Doosan had granted on demand bonds requiring their provider to pay MABE "on receipt of [MABE's] first written demand to us in writing stating that [Doosan] has not performed its obligations in conformity with the terms of the Contract."

No threat to make a call had been made but MABE had intimated a claim to Doosan for c.US$57m in August 2013 in respect of what they claimed was a breach of contract by Doosan related to the supply of boilers for a power plant in Brazil. The performance guarantee was due to expire on the issue of a Taking-Over Certificates for the boilers or 31 December 2013, whichever occurred earlier.

The contract provided that the Engineer could issue Taking-Over Certificates. The Engineer was MABE (also the Employer).

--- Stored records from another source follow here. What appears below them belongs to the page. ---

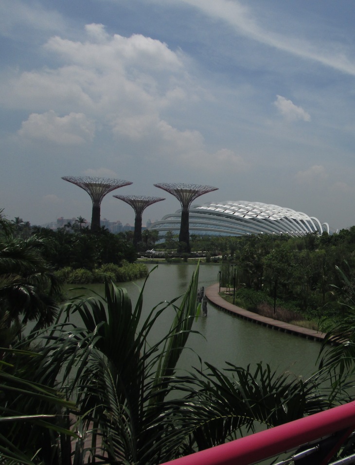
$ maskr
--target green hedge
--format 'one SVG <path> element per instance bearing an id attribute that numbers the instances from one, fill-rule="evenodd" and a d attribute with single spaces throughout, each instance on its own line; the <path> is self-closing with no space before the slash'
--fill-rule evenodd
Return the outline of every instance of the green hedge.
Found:
<path id="1" fill-rule="evenodd" d="M 54 274 L 63 283 L 91 284 L 104 283 L 105 280 L 124 283 L 145 277 L 148 274 L 148 268 L 142 263 L 129 263 L 124 261 L 121 266 L 107 263 L 92 271 L 83 268 L 73 269 L 66 267 L 55 271 Z"/>

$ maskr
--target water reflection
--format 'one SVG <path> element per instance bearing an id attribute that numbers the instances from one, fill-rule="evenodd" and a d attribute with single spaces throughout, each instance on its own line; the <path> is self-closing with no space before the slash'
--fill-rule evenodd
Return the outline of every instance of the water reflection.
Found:
<path id="1" fill-rule="evenodd" d="M 149 265 L 150 269 L 153 265 Z M 186 290 L 195 266 L 188 264 L 162 264 L 154 269 L 144 291 L 143 316 L 159 303 L 169 301 Z M 200 267 L 199 287 L 206 287 L 218 281 L 219 268 L 212 264 Z M 144 280 L 136 284 L 122 285 L 135 304 Z M 95 285 L 93 290 L 103 293 L 103 286 Z M 80 291 L 82 293 L 82 291 Z M 170 328 L 174 311 L 167 308 L 159 318 L 152 336 L 160 339 Z M 200 335 L 192 334 L 188 341 L 191 350 L 182 357 L 180 367 L 189 370 L 198 366 L 197 354 L 204 361 L 219 368 L 226 361 L 238 366 L 251 366 L 261 361 L 280 370 L 289 370 L 296 375 L 308 376 L 315 370 L 320 348 L 319 342 L 280 332 L 241 320 L 208 305 L 208 316 L 200 317 L 193 329 Z"/>

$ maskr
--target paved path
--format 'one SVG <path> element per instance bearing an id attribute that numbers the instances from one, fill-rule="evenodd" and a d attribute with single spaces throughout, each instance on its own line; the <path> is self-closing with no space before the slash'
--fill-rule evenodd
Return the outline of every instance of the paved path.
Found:
<path id="1" fill-rule="evenodd" d="M 223 288 L 221 288 L 221 289 Z M 219 295 L 219 285 L 217 283 L 213 284 L 212 286 L 207 287 L 205 290 L 207 299 L 209 302 L 221 310 L 235 315 L 236 316 L 248 320 L 253 323 L 258 324 L 262 324 L 274 330 L 282 331 L 290 334 L 294 334 L 295 336 L 306 338 L 307 339 L 312 339 L 313 340 L 321 341 L 325 337 L 324 333 L 315 331 L 314 329 L 307 329 L 306 328 L 302 328 L 296 324 L 290 324 L 289 323 L 284 323 L 277 320 L 268 318 L 267 317 L 263 317 L 253 312 L 249 312 L 248 310 L 244 310 L 232 304 L 230 304 Z"/>

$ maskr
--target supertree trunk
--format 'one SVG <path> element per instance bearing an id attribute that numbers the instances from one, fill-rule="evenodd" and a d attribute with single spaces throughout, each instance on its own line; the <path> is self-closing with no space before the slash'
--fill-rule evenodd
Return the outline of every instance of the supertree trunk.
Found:
<path id="1" fill-rule="evenodd" d="M 189 232 L 189 209 L 182 209 L 181 211 L 181 223 L 179 234 L 179 242 L 186 244 L 186 251 L 190 253 L 191 248 L 190 245 L 190 232 Z"/>
<path id="2" fill-rule="evenodd" d="M 191 251 L 189 233 L 189 209 L 193 202 L 197 197 L 216 191 L 218 187 L 211 186 L 201 186 L 196 184 L 173 184 L 162 183 L 155 184 L 156 187 L 162 189 L 174 196 L 181 205 L 181 222 L 180 226 L 179 242 L 186 244 L 185 251 L 189 253 Z"/>
<path id="3" fill-rule="evenodd" d="M 143 196 L 113 196 L 116 198 L 123 200 L 130 205 L 136 213 L 134 220 L 134 232 L 133 233 L 133 245 L 137 249 L 140 242 L 142 242 L 142 219 L 144 210 L 149 205 L 157 202 L 164 200 L 160 197 L 147 197 Z"/>
<path id="4" fill-rule="evenodd" d="M 106 179 L 102 178 L 93 178 L 90 176 L 65 176 L 62 178 L 65 181 L 72 182 L 79 186 L 89 194 L 92 201 L 92 215 L 91 216 L 92 231 L 98 231 L 100 228 L 100 218 L 101 202 L 106 194 L 132 184 L 130 181 L 124 181 L 120 179 Z"/>
<path id="5" fill-rule="evenodd" d="M 100 224 L 100 205 L 92 204 L 91 226 L 91 230 L 92 231 L 98 231 L 101 228 Z"/>

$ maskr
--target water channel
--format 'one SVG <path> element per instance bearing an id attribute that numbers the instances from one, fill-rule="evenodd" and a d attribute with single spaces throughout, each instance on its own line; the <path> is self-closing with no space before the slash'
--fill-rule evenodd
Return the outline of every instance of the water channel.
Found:
<path id="1" fill-rule="evenodd" d="M 152 270 L 156 267 L 148 265 Z M 160 264 L 148 279 L 143 293 L 144 312 L 147 315 L 156 305 L 182 294 L 187 289 L 196 266 L 190 264 Z M 219 266 L 212 264 L 200 265 L 199 287 L 206 287 L 218 282 Z M 144 280 L 120 285 L 127 289 L 133 304 L 135 304 Z M 102 293 L 103 286 L 90 286 Z M 174 318 L 172 309 L 167 309 L 161 315 L 154 330 L 153 337 L 166 334 Z M 200 367 L 198 354 L 203 361 L 219 368 L 225 361 L 238 366 L 253 366 L 260 361 L 269 363 L 272 368 L 288 370 L 296 376 L 306 377 L 316 370 L 316 360 L 320 343 L 280 332 L 246 321 L 208 304 L 207 317 L 201 317 L 194 322 L 193 328 L 200 334 L 190 337 L 187 346 L 192 350 L 185 351 L 180 368 L 190 369 Z M 155 334 L 154 334 L 155 331 Z M 164 332 L 165 332 L 165 333 Z"/>

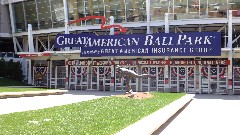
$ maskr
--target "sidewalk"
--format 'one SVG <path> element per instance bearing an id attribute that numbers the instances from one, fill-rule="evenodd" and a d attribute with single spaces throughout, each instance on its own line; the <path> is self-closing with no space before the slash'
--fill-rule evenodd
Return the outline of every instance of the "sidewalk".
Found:
<path id="1" fill-rule="evenodd" d="M 62 91 L 62 90 L 60 90 Z M 56 91 L 59 92 L 59 91 Z M 41 96 L 34 97 L 20 97 L 0 99 L 0 115 L 13 112 L 22 112 L 28 110 L 37 110 L 54 106 L 61 106 L 71 103 L 77 103 L 105 96 L 113 96 L 124 94 L 124 92 L 110 92 L 110 91 L 68 91 L 62 95 L 48 95 L 42 96 L 41 92 L 34 92 Z M 27 93 L 24 93 L 27 94 Z M 31 92 L 29 93 L 31 94 Z M 116 135 L 149 135 L 163 125 L 170 117 L 172 117 L 179 109 L 192 100 L 193 94 L 174 101 L 173 103 L 161 108 L 153 114 L 137 121 L 136 123 L 121 130 Z"/>
<path id="2" fill-rule="evenodd" d="M 68 92 L 68 90 L 58 90 L 58 89 L 46 90 L 46 91 L 0 92 L 0 99 L 46 96 L 46 95 L 62 95 L 66 92 Z"/>
<path id="3" fill-rule="evenodd" d="M 121 130 L 115 135 L 150 135 L 171 118 L 178 110 L 192 100 L 193 94 L 174 101 L 173 103 L 161 108 L 153 114 L 137 121 L 136 123 Z"/>
<path id="4" fill-rule="evenodd" d="M 159 134 L 240 135 L 239 95 L 196 95 Z"/>
<path id="5" fill-rule="evenodd" d="M 0 99 L 0 115 L 61 106 L 116 94 L 123 94 L 123 92 L 77 90 L 69 91 L 62 95 Z"/>

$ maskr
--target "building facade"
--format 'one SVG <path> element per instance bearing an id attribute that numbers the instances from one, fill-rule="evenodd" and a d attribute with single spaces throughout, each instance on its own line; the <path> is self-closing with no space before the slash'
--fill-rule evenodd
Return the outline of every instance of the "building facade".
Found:
<path id="1" fill-rule="evenodd" d="M 134 91 L 235 94 L 239 85 L 240 0 L 1 0 L 0 44 L 23 57 L 28 83 L 88 90 L 125 90 L 115 65 L 150 78 L 132 79 Z M 81 48 L 54 46 L 59 34 L 221 33 L 220 55 L 82 57 Z M 110 16 L 113 16 L 110 19 Z M 117 31 L 117 29 L 115 29 Z M 218 42 L 216 41 L 216 42 Z M 11 46 L 11 47 L 9 47 Z M 204 51 L 204 50 L 201 50 Z"/>

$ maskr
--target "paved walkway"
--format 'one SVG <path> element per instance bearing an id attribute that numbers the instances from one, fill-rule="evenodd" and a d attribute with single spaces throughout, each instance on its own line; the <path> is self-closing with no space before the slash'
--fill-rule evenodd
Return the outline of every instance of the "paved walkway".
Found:
<path id="1" fill-rule="evenodd" d="M 123 94 L 123 92 L 69 91 L 63 95 L 0 99 L 0 115 L 61 106 L 117 94 Z"/>
<path id="2" fill-rule="evenodd" d="M 240 135 L 239 95 L 196 95 L 160 135 Z"/>

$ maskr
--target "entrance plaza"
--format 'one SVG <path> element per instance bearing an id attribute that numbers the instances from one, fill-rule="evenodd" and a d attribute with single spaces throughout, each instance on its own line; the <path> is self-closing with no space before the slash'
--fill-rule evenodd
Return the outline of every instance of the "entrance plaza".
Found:
<path id="1" fill-rule="evenodd" d="M 0 56 L 28 84 L 125 91 L 120 65 L 151 76 L 133 91 L 239 94 L 237 0 L 40 1 L 0 6 Z"/>

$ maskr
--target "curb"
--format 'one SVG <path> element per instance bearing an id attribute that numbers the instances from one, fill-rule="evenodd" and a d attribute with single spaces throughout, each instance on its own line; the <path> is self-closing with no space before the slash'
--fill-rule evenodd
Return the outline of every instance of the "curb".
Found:
<path id="1" fill-rule="evenodd" d="M 171 104 L 161 108 L 160 110 L 144 117 L 136 123 L 124 128 L 115 135 L 151 135 L 154 131 L 160 128 L 174 114 L 189 103 L 194 97 L 194 94 L 187 94 Z"/>
<path id="2" fill-rule="evenodd" d="M 0 93 L 0 99 L 20 98 L 20 97 L 34 97 L 34 96 L 47 96 L 47 95 L 62 95 L 66 92 L 68 92 L 68 90 L 1 92 Z"/>

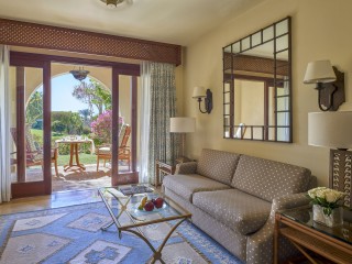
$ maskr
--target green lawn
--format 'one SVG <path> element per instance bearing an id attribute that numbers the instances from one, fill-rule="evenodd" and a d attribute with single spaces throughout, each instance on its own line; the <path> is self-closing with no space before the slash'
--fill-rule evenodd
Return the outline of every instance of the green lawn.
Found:
<path id="1" fill-rule="evenodd" d="M 32 135 L 34 138 L 34 140 L 36 142 L 40 143 L 40 145 L 43 144 L 43 130 L 35 130 L 35 129 L 31 129 Z M 63 139 L 67 136 L 67 134 L 57 134 L 57 133 L 53 133 L 52 134 L 52 142 L 54 145 L 54 142 L 56 140 Z M 75 160 L 74 160 L 75 161 Z M 87 154 L 87 153 L 79 153 L 79 162 L 82 164 L 97 164 L 97 155 L 96 154 Z M 67 165 L 69 163 L 69 154 L 67 155 L 58 155 L 58 160 L 57 160 L 57 165 L 58 166 L 64 166 Z"/>

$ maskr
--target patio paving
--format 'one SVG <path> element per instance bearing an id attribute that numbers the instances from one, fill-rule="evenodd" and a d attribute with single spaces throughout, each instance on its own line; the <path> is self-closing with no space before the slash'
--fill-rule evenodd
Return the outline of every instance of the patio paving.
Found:
<path id="1" fill-rule="evenodd" d="M 120 172 L 128 172 L 128 166 L 119 166 Z M 79 190 L 91 189 L 103 186 L 111 186 L 111 169 L 110 165 L 106 167 L 99 166 L 97 172 L 97 164 L 87 164 L 86 170 L 81 169 L 68 169 L 64 172 L 63 166 L 58 166 L 58 177 L 55 176 L 54 167 L 52 169 L 52 190 L 66 191 L 66 190 Z M 26 169 L 28 182 L 42 180 L 41 167 L 30 167 Z"/>

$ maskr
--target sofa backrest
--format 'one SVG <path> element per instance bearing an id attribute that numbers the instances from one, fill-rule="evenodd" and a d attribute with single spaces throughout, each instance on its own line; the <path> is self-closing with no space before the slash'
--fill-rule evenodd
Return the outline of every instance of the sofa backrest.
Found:
<path id="1" fill-rule="evenodd" d="M 307 191 L 308 168 L 241 155 L 231 186 L 267 201 L 275 197 Z"/>
<path id="2" fill-rule="evenodd" d="M 230 185 L 240 154 L 204 148 L 197 165 L 197 174 Z"/>

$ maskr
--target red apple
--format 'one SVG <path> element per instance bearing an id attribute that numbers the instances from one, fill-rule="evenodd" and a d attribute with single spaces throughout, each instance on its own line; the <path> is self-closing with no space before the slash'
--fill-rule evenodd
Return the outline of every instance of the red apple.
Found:
<path id="1" fill-rule="evenodd" d="M 162 197 L 157 197 L 154 202 L 156 208 L 162 208 L 164 205 L 164 199 Z"/>
<path id="2" fill-rule="evenodd" d="M 153 204 L 153 201 L 147 201 L 147 202 L 144 205 L 144 210 L 145 210 L 145 211 L 153 211 L 153 210 L 154 210 L 154 204 Z"/>

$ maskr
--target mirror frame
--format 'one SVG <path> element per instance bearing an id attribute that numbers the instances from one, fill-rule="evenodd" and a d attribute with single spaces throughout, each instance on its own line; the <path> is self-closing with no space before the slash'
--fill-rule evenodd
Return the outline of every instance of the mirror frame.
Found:
<path id="1" fill-rule="evenodd" d="M 276 32 L 276 25 L 287 21 L 287 31 L 284 33 Z M 272 37 L 264 37 L 265 31 L 268 32 L 270 30 L 273 31 Z M 257 40 L 260 35 L 260 41 Z M 254 40 L 254 36 L 256 38 Z M 287 47 L 278 50 L 277 42 L 279 37 L 287 36 Z M 255 47 L 258 47 L 261 45 L 267 44 L 270 42 L 273 42 L 273 58 L 265 58 L 265 57 L 258 57 L 253 55 L 243 55 L 244 52 L 249 52 Z M 237 46 L 239 50 L 237 52 L 233 51 L 234 46 Z M 287 61 L 282 61 L 277 58 L 277 54 L 279 53 L 287 53 Z M 285 19 L 282 19 L 268 26 L 265 26 L 253 34 L 250 34 L 245 37 L 242 37 L 239 41 L 235 41 L 224 47 L 222 47 L 222 59 L 223 59 L 223 138 L 224 139 L 233 139 L 233 140 L 252 140 L 252 141 L 268 141 L 268 142 L 280 142 L 280 143 L 293 143 L 293 103 L 292 103 L 292 19 L 290 16 L 287 16 Z M 255 77 L 248 74 L 235 74 L 235 65 L 238 65 L 238 62 L 241 59 L 248 59 L 257 62 L 257 67 L 249 66 L 246 68 L 248 72 L 253 73 L 266 73 L 270 75 L 273 75 L 273 77 Z M 250 63 L 251 64 L 251 63 Z M 284 65 L 284 67 L 283 67 Z M 280 70 L 280 67 L 283 70 Z M 230 73 L 228 73 L 230 70 Z M 255 72 L 261 70 L 261 72 Z M 287 77 L 288 79 L 283 79 L 283 77 Z M 274 109 L 274 116 L 275 116 L 275 125 L 270 125 L 267 117 L 264 117 L 264 124 L 257 125 L 257 124 L 243 124 L 241 122 L 238 122 L 239 124 L 235 125 L 234 120 L 234 80 L 241 79 L 241 80 L 261 80 L 266 84 L 266 87 L 268 87 L 267 84 L 271 84 L 271 87 L 274 88 L 276 91 L 277 88 L 283 87 L 284 81 L 287 81 L 288 85 L 288 94 L 284 96 L 275 96 L 274 102 L 275 102 L 275 109 Z M 286 97 L 287 99 L 287 109 L 285 110 L 277 110 L 277 100 L 278 98 Z M 265 102 L 266 100 L 266 102 Z M 267 98 L 264 98 L 264 111 L 266 111 L 265 114 L 267 114 L 268 110 L 267 107 L 265 108 L 265 103 L 267 103 Z M 286 112 L 288 114 L 288 123 L 284 125 L 277 125 L 277 114 L 280 112 Z M 262 139 L 255 139 L 253 136 L 254 129 L 261 129 L 262 130 Z M 270 134 L 270 130 L 274 129 L 274 134 Z M 279 140 L 278 138 L 278 129 L 287 130 L 286 133 L 287 140 Z M 248 131 L 248 132 L 246 132 Z M 250 136 L 245 136 L 245 132 L 250 134 Z M 273 136 L 273 139 L 271 139 Z"/>

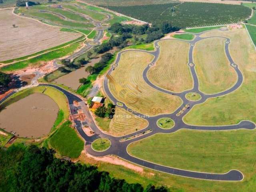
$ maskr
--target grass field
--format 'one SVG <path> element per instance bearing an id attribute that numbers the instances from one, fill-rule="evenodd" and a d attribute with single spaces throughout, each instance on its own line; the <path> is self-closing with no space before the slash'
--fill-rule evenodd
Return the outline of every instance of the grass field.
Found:
<path id="1" fill-rule="evenodd" d="M 204 36 L 226 36 L 230 39 L 230 52 L 244 76 L 240 88 L 232 93 L 208 100 L 195 106 L 184 118 L 189 124 L 218 125 L 235 124 L 242 120 L 256 122 L 256 52 L 246 29 L 209 32 Z M 226 80 L 224 80 L 226 81 Z"/>
<path id="2" fill-rule="evenodd" d="M 136 157 L 166 166 L 220 173 L 237 169 L 244 175 L 242 182 L 219 182 L 218 185 L 216 182 L 181 179 L 189 183 L 194 181 L 193 187 L 197 190 L 187 191 L 202 191 L 204 188 L 204 191 L 252 192 L 255 186 L 256 134 L 255 130 L 181 130 L 155 135 L 130 144 L 128 150 Z M 207 186 L 202 188 L 204 183 Z"/>
<path id="3" fill-rule="evenodd" d="M 31 59 L 7 65 L 0 68 L 0 70 L 3 72 L 12 71 L 22 69 L 29 66 L 39 65 L 44 62 L 50 61 L 70 54 L 78 48 L 80 45 L 80 43 L 76 43 Z"/>
<path id="4" fill-rule="evenodd" d="M 110 141 L 108 139 L 100 138 L 92 142 L 92 147 L 96 151 L 104 151 L 108 149 L 111 144 Z"/>
<path id="5" fill-rule="evenodd" d="M 256 46 L 256 26 L 250 25 L 246 26 L 253 43 Z"/>
<path id="6" fill-rule="evenodd" d="M 78 28 L 86 28 L 94 27 L 94 26 L 91 23 L 82 23 L 64 20 L 57 15 L 48 12 L 39 12 L 36 10 L 28 10 L 23 13 L 25 15 L 36 17 L 39 19 L 42 19 L 48 21 L 54 24 L 61 25 L 68 27 L 76 27 Z"/>
<path id="7" fill-rule="evenodd" d="M 164 40 L 158 44 L 159 57 L 148 72 L 149 80 L 159 87 L 174 92 L 192 88 L 193 80 L 188 65 L 189 44 Z"/>
<path id="8" fill-rule="evenodd" d="M 170 129 L 174 126 L 174 122 L 170 118 L 161 118 L 157 120 L 157 126 L 162 129 Z"/>
<path id="9" fill-rule="evenodd" d="M 65 5 L 63 7 L 75 12 L 88 15 L 93 19 L 98 21 L 102 21 L 106 18 L 105 15 L 86 9 L 84 7 L 81 7 L 82 8 L 80 8 L 72 5 Z"/>
<path id="10" fill-rule="evenodd" d="M 58 28 L 0 10 L 0 61 L 23 57 L 77 39 L 81 34 L 60 31 Z M 15 24 L 18 27 L 12 27 Z M 30 35 L 28 35 L 29 32 Z M 41 43 L 44 42 L 44 43 Z M 30 48 L 28 49 L 28 47 Z"/>
<path id="11" fill-rule="evenodd" d="M 199 89 L 212 94 L 223 91 L 236 82 L 236 73 L 230 65 L 224 46 L 225 40 L 213 38 L 196 43 L 193 56 Z"/>
<path id="12" fill-rule="evenodd" d="M 111 135 L 120 136 L 131 133 L 146 128 L 148 121 L 135 116 L 125 109 L 116 107 L 115 115 L 111 120 L 107 130 Z"/>
<path id="13" fill-rule="evenodd" d="M 70 127 L 68 121 L 49 139 L 50 145 L 62 155 L 71 158 L 77 158 L 84 148 L 84 142 Z"/>
<path id="14" fill-rule="evenodd" d="M 221 27 L 220 26 L 217 26 L 216 27 L 203 27 L 201 28 L 195 28 L 194 29 L 186 29 L 184 31 L 186 32 L 189 32 L 190 33 L 199 33 L 208 30 L 212 30 L 213 29 L 219 29 Z"/>
<path id="15" fill-rule="evenodd" d="M 180 28 L 204 26 L 243 21 L 251 14 L 250 9 L 241 5 L 186 2 L 136 6 L 105 6 L 134 18 L 158 23 L 170 22 Z M 176 6 L 175 11 L 172 7 Z"/>
<path id="16" fill-rule="evenodd" d="M 190 101 L 198 101 L 202 98 L 201 95 L 197 93 L 188 93 L 186 94 L 186 98 Z"/>
<path id="17" fill-rule="evenodd" d="M 143 114 L 171 113 L 181 104 L 180 99 L 156 91 L 142 78 L 143 70 L 153 58 L 149 54 L 136 51 L 122 53 L 118 66 L 111 74 L 110 89 L 117 99 Z"/>
<path id="18" fill-rule="evenodd" d="M 97 32 L 95 30 L 94 30 L 91 33 L 89 34 L 89 35 L 87 36 L 87 38 L 89 39 L 93 39 L 96 34 L 97 34 Z"/>
<path id="19" fill-rule="evenodd" d="M 125 49 L 142 49 L 146 51 L 153 51 L 154 49 L 153 43 L 130 45 Z"/>
<path id="20" fill-rule="evenodd" d="M 172 37 L 176 39 L 190 41 L 194 39 L 194 36 L 192 34 L 175 34 Z"/>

Doosan claimed it was entitled to issue of Taking-Over Certificates on the basis that the plant had been taken into use by MABE (boiler 1 in November 2012 and boiler 2 in May 2013). MABE refused to issue the Certificates saying it had used the boilers only as a temporary measure (although the boilers had by then exported more than 7500 hours of power at various loads to the local grid).

The court accepted that this was the type of situation in which a demand on a performance guarantee is likely to be made: there was no reason for MABE to refuse to issue Taking-Over Certificates other than to extend the duration of the performance guarantee.

Test Applied

How strong did Doosan's case need to be to justify the Court granting an injunction?

In Simon Carves v Ensus, 2011, it was said that fraud was the only basis for an order preventing a bank paying under a call on an on demand bond as long as the bond conditions had been complied with.

However, at the stage of an injunction to prevent a call in the first place, fraud was not the only ground. If the terms of the underlying contract prevent the party to the contract making a demand under the bond, the court may grant an injunction to prevent it. The party seeking to prevent a call would require to have a "strong case" under the terms of the underlying contract that the beneficiary is not entitled to make a call. That case would be subject to proof and a final determination at a later stage.


Doosan was considered to have a strong case on the issue of whether MABE's refusal to issue Taking-Over Certificates was a breach of contract. A party should not be permitted to make a demand on a bond if it is only able to do so as a result of its own breach of contract. In these circumstances, the injunction was granted.


Preventing calls on on demand instruments tends to be extremely difficult as courts are reluctant to water down their effectiveness when they are widely used in international trade. However, the trend in recent case law, which continues in this case, has been increasingly to scrutinise both the terms of the underlying contract to ensure any calls made are justifiable and the terms of the bonds themselves to ascertain if they are truly to be treated as on demand.

Practical tips:

  • It is not necessary to wait until a call is threatened if circumstances suggest that one is likely.
  • To have any chance of defeating an on demand bond, it is necessary to act quickly to stop the call being made if there is a basis for doing so.
  • Once a call is made, barring fraud, the court will not act to prevent payment.